Water: Shemini Atzeret and Simchat Torah
We add a prayer for rain in Musaf
We complete reading the Torah and begin again
What’s the Consequence?
Hopefully more rain to maintain our earth
What’s the Consequence?
Celebrating and experiencing reading the conclusion and beginning of the Torah
What is Connecting Both Holidays?
Shemini Atzeret: Water (rain); Simchat Torah: Water as a metaphor (experiencing cleansing, an awakening) as one thing ends and another begins
More about the Water Connection
One part of Shemini Atzeret has to do with actual water, rain. On Simchat Torah, the water flows while completing the reading of the Torah and then ebbs, as we return to the beginning of the Torah.
Shemini Atzeret serves as a catalyst to Simchat Torah in terms of the symbolism of rain (water). We pray to G-d for rain with the intention of aiding in the growth of plants, food, basic sources of nourishment for the earth and ourselves.
On Simchat Torah, as we read the end of the Torah and start again, there is almost a cathartic effect to this action. When we feel rain (a consequence of the prayer for rain on Shemini Atzeret), it awakens our senses.
As the rain revives us, we are reminded that the water cleanses us, renews us and the earth we live in. Just as we start something new, beginning to read the Torah on Simchat Torah, we feel excited, ready for change and a reawakening, which is deserving of celebration.

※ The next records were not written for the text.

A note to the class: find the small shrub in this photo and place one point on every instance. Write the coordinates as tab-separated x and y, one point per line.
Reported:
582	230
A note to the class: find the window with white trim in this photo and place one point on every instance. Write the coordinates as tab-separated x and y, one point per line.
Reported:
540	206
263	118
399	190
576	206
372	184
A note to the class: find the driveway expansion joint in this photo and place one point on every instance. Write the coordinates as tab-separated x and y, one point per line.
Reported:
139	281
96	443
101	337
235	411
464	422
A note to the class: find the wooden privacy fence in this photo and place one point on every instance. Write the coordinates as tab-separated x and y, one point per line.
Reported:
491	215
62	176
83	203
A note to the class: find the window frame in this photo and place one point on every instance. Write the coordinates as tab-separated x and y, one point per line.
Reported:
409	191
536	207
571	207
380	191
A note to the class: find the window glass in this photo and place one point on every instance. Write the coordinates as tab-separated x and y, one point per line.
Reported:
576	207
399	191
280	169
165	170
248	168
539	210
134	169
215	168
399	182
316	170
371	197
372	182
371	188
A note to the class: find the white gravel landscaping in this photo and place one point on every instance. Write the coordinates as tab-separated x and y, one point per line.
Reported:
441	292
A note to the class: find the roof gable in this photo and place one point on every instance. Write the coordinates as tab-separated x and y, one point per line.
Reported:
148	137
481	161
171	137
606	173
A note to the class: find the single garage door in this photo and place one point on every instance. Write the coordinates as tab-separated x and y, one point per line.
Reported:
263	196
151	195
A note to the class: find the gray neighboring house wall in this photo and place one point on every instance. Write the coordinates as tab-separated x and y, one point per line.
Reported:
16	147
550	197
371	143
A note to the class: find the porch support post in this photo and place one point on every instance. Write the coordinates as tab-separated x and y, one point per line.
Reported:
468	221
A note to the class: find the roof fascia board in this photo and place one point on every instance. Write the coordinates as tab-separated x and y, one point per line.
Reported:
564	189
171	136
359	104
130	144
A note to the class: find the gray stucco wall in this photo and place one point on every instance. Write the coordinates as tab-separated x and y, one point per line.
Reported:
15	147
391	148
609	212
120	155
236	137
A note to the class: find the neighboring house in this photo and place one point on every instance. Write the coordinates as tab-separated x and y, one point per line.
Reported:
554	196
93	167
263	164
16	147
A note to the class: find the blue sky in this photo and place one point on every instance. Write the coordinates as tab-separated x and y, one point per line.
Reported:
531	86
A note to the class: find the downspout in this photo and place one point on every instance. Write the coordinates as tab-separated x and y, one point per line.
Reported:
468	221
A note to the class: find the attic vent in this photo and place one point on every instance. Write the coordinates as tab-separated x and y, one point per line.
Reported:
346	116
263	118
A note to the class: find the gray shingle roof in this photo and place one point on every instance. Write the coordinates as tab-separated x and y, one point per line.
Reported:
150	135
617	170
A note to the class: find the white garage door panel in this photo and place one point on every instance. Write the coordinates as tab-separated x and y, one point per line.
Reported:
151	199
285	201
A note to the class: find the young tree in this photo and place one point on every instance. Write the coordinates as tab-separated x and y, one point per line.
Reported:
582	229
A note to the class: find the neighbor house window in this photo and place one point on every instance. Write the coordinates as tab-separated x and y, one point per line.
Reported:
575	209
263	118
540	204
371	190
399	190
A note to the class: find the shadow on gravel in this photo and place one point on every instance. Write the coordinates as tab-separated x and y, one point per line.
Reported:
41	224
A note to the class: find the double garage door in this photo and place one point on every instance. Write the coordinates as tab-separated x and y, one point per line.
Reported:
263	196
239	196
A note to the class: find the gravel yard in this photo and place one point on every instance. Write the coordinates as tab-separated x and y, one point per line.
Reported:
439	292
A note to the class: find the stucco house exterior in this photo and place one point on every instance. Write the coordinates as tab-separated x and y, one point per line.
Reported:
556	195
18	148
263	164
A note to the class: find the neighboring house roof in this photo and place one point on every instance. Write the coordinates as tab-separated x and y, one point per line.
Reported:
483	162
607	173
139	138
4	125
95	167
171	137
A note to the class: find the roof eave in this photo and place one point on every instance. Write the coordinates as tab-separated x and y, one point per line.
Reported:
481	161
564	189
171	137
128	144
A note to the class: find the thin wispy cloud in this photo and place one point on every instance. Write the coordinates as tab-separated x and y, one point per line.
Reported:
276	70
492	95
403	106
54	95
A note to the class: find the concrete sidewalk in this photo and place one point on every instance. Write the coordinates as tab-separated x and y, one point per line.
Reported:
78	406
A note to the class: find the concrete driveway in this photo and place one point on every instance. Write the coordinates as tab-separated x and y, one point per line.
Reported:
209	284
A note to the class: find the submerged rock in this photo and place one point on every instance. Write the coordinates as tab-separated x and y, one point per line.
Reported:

One result of a rainstorm, where we feel awakened by the water, comes in the form of a beautiful keshet (rainbow). The colors are so vibrant, we look with wonder. A rainbow begins and arcs over to its end. There is a clear beginning and end. This is the same as ending the reading of the Torah and starting over from the beginning.

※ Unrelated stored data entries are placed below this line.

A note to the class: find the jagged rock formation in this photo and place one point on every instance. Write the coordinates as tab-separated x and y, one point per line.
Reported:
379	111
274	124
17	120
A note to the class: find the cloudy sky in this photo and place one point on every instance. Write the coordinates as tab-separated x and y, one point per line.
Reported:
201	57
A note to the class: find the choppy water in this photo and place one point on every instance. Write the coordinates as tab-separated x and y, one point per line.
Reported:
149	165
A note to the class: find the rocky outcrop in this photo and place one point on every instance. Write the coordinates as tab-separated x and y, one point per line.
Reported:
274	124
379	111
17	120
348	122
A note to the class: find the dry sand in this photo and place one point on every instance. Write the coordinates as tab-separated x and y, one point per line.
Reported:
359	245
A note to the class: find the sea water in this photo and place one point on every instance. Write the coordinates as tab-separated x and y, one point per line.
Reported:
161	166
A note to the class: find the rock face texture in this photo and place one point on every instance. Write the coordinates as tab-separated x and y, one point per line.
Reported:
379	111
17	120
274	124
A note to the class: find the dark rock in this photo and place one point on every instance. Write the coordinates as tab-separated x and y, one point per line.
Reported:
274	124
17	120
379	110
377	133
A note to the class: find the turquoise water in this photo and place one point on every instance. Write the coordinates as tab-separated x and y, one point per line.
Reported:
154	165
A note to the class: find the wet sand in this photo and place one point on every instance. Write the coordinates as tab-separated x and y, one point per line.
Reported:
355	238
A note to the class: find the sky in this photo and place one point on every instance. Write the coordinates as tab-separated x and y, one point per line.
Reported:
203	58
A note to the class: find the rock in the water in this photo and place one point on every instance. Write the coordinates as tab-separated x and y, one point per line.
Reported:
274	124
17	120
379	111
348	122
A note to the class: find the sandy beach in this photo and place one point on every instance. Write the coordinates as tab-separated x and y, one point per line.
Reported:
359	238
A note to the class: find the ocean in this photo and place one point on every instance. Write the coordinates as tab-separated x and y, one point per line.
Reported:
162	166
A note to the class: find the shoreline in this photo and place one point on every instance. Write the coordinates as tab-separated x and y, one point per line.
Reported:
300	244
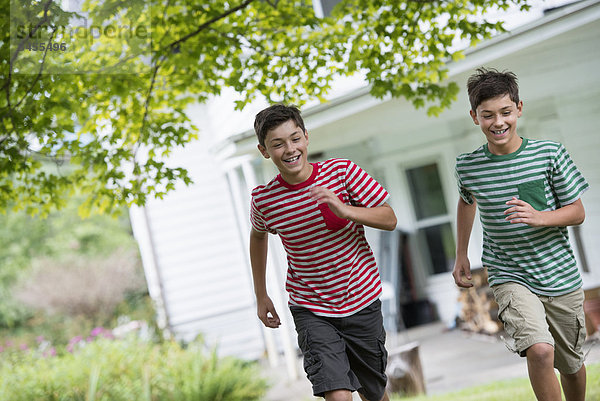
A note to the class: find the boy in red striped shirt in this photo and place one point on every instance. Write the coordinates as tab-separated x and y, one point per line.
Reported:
319	211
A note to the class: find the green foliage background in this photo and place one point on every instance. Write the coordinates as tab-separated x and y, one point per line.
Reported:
129	369
61	236
107	113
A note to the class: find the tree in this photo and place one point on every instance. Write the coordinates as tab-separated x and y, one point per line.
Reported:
87	111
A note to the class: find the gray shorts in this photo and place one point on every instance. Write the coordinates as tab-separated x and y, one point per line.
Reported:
530	319
344	353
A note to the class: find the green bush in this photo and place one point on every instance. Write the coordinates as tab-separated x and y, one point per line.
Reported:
128	370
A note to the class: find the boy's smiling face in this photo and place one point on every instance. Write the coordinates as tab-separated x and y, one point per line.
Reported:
287	146
497	118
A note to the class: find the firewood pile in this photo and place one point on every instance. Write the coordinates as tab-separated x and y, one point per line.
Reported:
404	371
479	310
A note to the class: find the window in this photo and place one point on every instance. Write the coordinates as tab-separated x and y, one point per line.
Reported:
434	236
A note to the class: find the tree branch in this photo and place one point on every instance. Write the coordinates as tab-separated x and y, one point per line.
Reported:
206	25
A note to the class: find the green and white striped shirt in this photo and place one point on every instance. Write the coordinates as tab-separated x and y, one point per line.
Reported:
542	174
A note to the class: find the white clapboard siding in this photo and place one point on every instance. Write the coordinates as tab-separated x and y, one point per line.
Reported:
195	261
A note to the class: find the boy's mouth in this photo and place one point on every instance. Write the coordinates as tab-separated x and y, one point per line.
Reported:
499	132
292	159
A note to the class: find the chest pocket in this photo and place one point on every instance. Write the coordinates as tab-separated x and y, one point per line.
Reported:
534	193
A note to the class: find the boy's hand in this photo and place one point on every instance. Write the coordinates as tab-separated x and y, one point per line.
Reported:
266	312
462	268
324	195
523	212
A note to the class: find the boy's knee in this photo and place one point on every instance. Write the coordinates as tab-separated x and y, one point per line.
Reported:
541	353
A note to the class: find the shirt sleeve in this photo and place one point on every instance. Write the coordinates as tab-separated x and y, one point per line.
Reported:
257	219
363	189
462	191
568	183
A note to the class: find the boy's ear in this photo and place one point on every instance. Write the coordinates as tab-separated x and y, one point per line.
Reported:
474	117
263	151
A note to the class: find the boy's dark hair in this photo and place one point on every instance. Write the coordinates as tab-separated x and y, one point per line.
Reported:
273	116
489	83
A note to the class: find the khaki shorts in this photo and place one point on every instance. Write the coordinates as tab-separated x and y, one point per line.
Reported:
530	319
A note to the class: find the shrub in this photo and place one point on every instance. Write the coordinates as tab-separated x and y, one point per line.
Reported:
128	370
80	286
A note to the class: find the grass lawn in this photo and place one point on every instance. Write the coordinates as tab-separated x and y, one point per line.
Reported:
513	390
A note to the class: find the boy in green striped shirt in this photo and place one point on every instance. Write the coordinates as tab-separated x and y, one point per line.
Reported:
527	192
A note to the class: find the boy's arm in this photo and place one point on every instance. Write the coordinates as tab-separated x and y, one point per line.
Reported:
381	217
465	214
258	261
522	212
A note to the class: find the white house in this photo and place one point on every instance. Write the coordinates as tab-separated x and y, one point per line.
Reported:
194	242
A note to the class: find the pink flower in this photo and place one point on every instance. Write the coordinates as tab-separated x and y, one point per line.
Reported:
97	331
75	340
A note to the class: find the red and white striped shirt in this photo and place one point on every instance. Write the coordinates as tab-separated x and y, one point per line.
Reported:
331	268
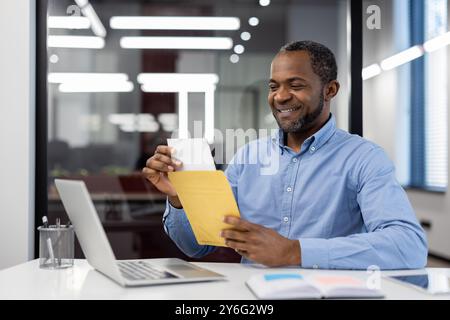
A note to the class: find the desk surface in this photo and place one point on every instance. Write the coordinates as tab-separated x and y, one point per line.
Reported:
28	281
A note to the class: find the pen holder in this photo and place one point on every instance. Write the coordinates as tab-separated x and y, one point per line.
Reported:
56	247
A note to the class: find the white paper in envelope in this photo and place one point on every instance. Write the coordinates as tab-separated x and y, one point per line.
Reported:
194	153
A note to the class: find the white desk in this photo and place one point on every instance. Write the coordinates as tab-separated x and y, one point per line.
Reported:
28	281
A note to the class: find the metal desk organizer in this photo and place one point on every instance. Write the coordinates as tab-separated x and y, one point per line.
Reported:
56	246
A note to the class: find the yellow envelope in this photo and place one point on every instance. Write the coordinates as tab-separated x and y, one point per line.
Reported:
206	197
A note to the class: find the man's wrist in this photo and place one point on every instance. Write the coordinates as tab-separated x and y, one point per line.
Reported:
175	202
294	256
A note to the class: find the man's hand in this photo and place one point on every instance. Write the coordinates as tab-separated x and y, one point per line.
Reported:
261	244
156	172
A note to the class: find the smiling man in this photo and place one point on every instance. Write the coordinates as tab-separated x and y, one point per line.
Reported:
333	203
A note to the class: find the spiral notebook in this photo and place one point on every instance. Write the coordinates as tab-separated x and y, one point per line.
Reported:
323	286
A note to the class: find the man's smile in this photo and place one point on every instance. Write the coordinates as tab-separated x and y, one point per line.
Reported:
287	112
283	110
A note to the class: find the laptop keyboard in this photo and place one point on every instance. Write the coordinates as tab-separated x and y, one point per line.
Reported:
141	270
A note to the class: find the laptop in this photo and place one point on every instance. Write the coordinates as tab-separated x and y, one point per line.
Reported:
95	245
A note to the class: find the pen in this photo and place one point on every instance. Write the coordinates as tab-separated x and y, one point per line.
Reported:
58	226
50	251
45	221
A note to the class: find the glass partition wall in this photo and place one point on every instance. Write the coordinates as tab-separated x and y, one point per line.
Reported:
123	76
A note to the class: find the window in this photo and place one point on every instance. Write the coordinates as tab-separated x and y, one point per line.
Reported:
429	98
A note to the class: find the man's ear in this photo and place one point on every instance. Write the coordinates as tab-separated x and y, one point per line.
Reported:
331	89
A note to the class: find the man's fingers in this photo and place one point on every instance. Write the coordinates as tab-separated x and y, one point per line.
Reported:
158	165
167	160
240	223
236	245
234	235
164	150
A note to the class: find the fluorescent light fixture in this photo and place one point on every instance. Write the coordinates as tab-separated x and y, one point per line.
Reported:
183	83
239	48
253	21
60	77
246	36
87	42
88	11
177	82
68	22
371	71
129	122
437	42
234	58
214	43
168	120
402	58
54	58
175	23
69	87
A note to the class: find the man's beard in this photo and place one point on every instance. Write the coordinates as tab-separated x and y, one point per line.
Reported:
303	123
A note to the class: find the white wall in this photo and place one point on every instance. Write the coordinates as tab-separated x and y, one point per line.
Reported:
17	56
385	97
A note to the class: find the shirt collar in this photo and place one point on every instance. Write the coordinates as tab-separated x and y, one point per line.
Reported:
316	141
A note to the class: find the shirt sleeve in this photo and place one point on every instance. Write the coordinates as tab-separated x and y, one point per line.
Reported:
178	228
393	239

There is a certain beauty and fulfillment of completing something and beginning again.
Along the theme of water, I think of an amusement park water ride that ends with a huge splash all over the riders and the laughter that accompanies that, the riders’ senses now wide open and ready for more fun.
That last moment of a water ride, just like seeing a beautiful rainbow, both represent the Torah flowing forward, from one end to the other, the ride starting at the top of a hill and ending with water everywhere, just as the arc of a rainbow has a starting and end point, as the result of rain.
Shemini Atzeret and Simchat Torah: What’s Water Got to Do With It? Metaphorically, it’s a Lot
We are awakened with the excitement of celebrating, starting again, while honoring an end. We shift from feeling the rain falling on us, awakening us, to feeling invigorated to begin something anew.
Water (rain) streaming from the sky begins with Shemini Atzeret, which then ebbs as we complete the reading of the Torah on Simchat Torah and then circles back to flowing as we return to the beginning of the Torah. It’s a cycle that is connected by water, ebbing and flowing at different times but joins both Shemini Atzeret and Simchat Torah in a meaningful metaphoric way.